Dokuz ay sonra, Esma Mahfuz, Wall Street İşgali’nde bir münazaradaydı. Kalabalığın yukarısındaki merdivenlere dayanarak, insan yüzlerinden oluşan denizi izlerken yüzüne kocaman bir gülüş takınmıştı. Bitirdikten sonra, ona neyin güç verdiğini sordum. Karakteristik bir tevazuyla İngilizce yanıtladı: “Tahrir Meydanı’nda bir milyon insanın katılımını gördüğüme inanamıyorum. Daha cesur değilim, çünkü polisler bizi iterken onlara doğru giden ve hepimiz için ölen Mısırlı arkadaşlarımı gördüm. Bu yüzden de gerçekten cesur ve güçlü olanlar onlar. İnsanlar gördüm, gerçekten, önümde ölen insanlar, çünkü bizi ve diğerlerini koruyorlardı. Sonuçta, en cesur adamlar onlardı.”

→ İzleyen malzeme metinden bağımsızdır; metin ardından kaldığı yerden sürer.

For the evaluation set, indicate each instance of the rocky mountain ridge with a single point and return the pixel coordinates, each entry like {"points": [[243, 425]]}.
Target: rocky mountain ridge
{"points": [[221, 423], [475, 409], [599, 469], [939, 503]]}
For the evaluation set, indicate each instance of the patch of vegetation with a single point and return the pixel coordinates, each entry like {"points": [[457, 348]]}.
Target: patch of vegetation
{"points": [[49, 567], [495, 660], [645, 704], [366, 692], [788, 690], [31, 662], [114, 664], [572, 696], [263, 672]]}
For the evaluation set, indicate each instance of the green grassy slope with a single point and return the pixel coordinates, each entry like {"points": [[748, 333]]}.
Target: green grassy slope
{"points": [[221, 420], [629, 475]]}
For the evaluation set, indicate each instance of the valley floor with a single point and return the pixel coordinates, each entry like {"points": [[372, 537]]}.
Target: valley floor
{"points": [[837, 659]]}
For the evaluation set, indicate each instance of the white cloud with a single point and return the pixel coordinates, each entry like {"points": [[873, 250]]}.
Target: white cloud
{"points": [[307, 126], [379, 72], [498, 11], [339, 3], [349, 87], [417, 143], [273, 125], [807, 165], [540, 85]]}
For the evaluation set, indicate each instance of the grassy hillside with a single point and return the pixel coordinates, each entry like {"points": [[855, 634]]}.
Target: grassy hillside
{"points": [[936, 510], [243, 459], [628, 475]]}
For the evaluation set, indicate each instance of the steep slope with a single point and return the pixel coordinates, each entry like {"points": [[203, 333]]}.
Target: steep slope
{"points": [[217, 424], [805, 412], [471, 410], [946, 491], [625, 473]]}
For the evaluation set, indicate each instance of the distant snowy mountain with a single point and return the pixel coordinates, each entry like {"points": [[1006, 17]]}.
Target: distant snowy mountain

Uzun süredir Mübarek rejimine destek veren Birleşik Devletler’de olmanın nasıl hissettirdiğini sordum. Cevapladı: “Mübarek rejimine para, güç ve destek vermelerine rağmen, halkımız, Mısırlı insanlar, bunların hepsine, Amerikan iktidarına karşı başarı kazanabilir. Bu nedenle iktidar halka; Amerikan mermileri, bombaları, parası ya da herhangi bir şeyine değil. İktidar halka. Wall Street’i İşgal Et protestocularıyla dayanışma ve onlara destek için buradayım, onlara “iktidar halka” demek ve bunu sürdürmek ve sürdürmek için ve sonunda başaracaklar.”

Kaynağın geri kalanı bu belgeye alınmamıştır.